-
Notifications
You must be signed in to change notification settings - Fork 304
Description
Description:
Hi COMET team,
I'm trying to reproduce the example results for the Unbabel/wmt22-comet-da model, but the output scores I obtained are quite different from those shown in the official documentation and example scripts.
Environment
Python version: 3.10.8
COMET version: 2.2.7
PyTorch version: 2.8.0
Operating system: Windows 11
without GPU
Code used
from evaluate import load comet_metric = load('comet') source = ["Dem Feuer konnte Einhalt geboten werden", "Schulen und Kindergärten wurden eröffnet."] hypothesis = ["The fire could be stopped", "Schools and kindergartens were open"] reference = ["They were able to control the fire", "Schools and kindergartens opened"] results = comet_metric.compute(predictions=hypothesis, references=reference, sources=source) print([round(v, 2) for v in results["scores"]])
Expected behavior
According to the example in the metrics/comet/README.md, the expected output should be [0.19, 0.92], but my result is [0.85, 0.97].

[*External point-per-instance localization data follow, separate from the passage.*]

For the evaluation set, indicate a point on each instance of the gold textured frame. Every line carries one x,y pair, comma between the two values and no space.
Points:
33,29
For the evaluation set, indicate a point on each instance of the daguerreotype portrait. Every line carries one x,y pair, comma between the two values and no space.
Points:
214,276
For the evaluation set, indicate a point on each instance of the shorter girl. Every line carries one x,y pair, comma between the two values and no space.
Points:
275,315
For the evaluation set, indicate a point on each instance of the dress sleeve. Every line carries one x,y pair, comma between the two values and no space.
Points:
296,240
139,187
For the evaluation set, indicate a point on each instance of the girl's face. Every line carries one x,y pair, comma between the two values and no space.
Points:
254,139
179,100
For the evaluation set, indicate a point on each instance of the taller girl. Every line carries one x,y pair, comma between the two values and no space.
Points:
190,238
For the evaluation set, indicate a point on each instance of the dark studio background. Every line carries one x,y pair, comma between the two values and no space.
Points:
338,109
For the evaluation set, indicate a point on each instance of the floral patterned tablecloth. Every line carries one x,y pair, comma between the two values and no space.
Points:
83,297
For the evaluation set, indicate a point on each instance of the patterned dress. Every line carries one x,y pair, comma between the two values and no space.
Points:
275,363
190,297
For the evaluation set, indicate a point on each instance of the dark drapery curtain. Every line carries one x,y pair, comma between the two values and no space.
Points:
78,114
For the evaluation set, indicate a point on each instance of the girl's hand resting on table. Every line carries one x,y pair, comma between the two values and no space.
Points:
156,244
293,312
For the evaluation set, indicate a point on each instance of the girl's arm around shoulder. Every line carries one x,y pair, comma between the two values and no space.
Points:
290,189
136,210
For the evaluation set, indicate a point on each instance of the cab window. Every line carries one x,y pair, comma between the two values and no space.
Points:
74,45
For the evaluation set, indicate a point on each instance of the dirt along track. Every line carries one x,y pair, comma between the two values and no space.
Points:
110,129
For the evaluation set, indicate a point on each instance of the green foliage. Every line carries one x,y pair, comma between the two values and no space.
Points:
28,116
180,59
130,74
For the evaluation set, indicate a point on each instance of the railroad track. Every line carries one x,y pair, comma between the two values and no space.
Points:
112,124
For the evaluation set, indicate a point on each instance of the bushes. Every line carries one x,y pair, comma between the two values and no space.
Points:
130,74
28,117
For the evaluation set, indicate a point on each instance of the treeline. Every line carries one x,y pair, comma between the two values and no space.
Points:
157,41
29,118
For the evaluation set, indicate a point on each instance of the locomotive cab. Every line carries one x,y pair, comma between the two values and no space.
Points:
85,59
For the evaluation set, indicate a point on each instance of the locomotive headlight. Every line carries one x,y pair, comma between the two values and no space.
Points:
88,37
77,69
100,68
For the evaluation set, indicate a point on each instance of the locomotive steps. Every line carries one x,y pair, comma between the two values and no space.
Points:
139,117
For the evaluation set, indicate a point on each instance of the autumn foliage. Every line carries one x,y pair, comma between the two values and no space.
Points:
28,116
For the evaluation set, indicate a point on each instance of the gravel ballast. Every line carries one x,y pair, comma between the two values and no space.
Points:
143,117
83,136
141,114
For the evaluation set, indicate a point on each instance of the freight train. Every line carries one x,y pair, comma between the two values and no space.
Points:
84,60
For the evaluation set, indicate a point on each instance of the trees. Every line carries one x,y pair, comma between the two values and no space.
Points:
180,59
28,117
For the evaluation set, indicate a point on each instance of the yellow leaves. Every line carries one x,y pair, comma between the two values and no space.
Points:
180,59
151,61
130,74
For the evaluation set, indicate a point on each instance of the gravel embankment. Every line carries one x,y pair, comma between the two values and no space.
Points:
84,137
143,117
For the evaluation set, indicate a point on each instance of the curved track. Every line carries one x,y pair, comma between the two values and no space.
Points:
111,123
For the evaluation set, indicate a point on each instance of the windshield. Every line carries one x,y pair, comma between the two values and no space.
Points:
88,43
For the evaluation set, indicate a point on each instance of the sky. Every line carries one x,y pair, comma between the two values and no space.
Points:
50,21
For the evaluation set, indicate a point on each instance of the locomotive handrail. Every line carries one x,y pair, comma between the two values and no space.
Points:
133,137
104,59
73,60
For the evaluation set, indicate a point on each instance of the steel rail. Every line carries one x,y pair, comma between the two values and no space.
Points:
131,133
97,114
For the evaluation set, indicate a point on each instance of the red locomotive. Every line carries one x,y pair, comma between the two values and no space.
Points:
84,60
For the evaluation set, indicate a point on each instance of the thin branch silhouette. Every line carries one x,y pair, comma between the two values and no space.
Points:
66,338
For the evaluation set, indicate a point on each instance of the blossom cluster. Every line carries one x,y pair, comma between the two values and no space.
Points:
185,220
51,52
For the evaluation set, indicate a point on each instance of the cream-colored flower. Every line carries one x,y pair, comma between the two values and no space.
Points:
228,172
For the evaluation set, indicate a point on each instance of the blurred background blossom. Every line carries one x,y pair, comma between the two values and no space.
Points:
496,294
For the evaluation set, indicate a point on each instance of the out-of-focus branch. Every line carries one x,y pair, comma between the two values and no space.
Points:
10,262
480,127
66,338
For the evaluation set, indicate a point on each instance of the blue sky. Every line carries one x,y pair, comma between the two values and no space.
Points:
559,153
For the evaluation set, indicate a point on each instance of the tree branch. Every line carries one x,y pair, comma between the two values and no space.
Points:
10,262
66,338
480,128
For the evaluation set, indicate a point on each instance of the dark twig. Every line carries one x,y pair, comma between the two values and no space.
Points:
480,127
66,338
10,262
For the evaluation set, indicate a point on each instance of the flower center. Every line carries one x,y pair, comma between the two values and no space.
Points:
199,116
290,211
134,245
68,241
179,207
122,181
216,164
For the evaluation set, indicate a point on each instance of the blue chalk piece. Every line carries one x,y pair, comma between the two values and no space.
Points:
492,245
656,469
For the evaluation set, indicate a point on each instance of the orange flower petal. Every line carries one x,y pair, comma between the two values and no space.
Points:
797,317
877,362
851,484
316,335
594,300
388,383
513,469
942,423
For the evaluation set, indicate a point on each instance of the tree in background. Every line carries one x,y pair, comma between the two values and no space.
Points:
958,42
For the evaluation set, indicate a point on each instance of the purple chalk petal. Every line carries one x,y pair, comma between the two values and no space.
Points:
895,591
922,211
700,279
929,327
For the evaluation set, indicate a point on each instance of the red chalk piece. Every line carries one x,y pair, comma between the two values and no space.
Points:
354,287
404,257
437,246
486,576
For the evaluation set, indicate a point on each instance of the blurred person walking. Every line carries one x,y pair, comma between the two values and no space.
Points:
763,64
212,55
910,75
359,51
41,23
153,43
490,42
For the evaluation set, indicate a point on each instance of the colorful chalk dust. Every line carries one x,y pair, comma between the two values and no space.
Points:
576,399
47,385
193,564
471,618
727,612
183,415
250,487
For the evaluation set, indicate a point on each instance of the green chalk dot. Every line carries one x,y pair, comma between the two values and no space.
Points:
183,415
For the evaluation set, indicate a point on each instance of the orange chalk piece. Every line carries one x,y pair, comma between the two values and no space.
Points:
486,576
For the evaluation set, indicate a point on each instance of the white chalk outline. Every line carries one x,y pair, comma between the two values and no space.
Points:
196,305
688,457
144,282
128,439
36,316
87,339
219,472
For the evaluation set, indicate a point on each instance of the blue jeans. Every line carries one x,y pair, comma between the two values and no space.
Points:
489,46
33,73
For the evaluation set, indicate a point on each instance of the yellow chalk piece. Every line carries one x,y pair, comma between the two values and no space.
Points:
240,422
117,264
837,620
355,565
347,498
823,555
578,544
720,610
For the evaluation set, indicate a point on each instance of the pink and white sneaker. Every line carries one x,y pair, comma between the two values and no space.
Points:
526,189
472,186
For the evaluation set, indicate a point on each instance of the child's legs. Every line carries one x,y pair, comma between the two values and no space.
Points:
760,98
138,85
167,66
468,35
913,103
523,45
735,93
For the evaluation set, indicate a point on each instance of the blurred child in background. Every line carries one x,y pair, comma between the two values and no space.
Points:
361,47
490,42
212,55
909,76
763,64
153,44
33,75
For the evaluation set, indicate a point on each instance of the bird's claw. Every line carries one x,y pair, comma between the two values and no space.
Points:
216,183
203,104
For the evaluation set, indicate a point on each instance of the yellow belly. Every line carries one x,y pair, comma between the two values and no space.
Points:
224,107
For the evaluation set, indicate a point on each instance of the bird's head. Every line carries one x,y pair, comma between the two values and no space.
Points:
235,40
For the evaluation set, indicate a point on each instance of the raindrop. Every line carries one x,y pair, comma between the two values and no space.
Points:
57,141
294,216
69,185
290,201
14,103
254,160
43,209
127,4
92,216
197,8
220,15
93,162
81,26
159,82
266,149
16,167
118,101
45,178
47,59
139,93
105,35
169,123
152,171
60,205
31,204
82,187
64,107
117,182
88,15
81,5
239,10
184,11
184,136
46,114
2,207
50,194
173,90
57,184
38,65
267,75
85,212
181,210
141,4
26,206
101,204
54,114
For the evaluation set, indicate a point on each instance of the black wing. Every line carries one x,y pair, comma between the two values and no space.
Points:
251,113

I used the same code as in the example and have loaded the correct model.
Expected results
My results
Questions
Has the Unbabel/wmt22-comet-da model been updated or rescaled recently?
Are there any changes in score normalization (e.g., z-score → 0–1 scaling)?
Is there a specific COMET or PyTorch version required to match the example results?
Additional context
I am using COMET for machine translation evaluation and need to ensure consistency with the official WMT22 scores. Any guidance or clarification would be greatly appreciated.
Thanks a lot for your time and support!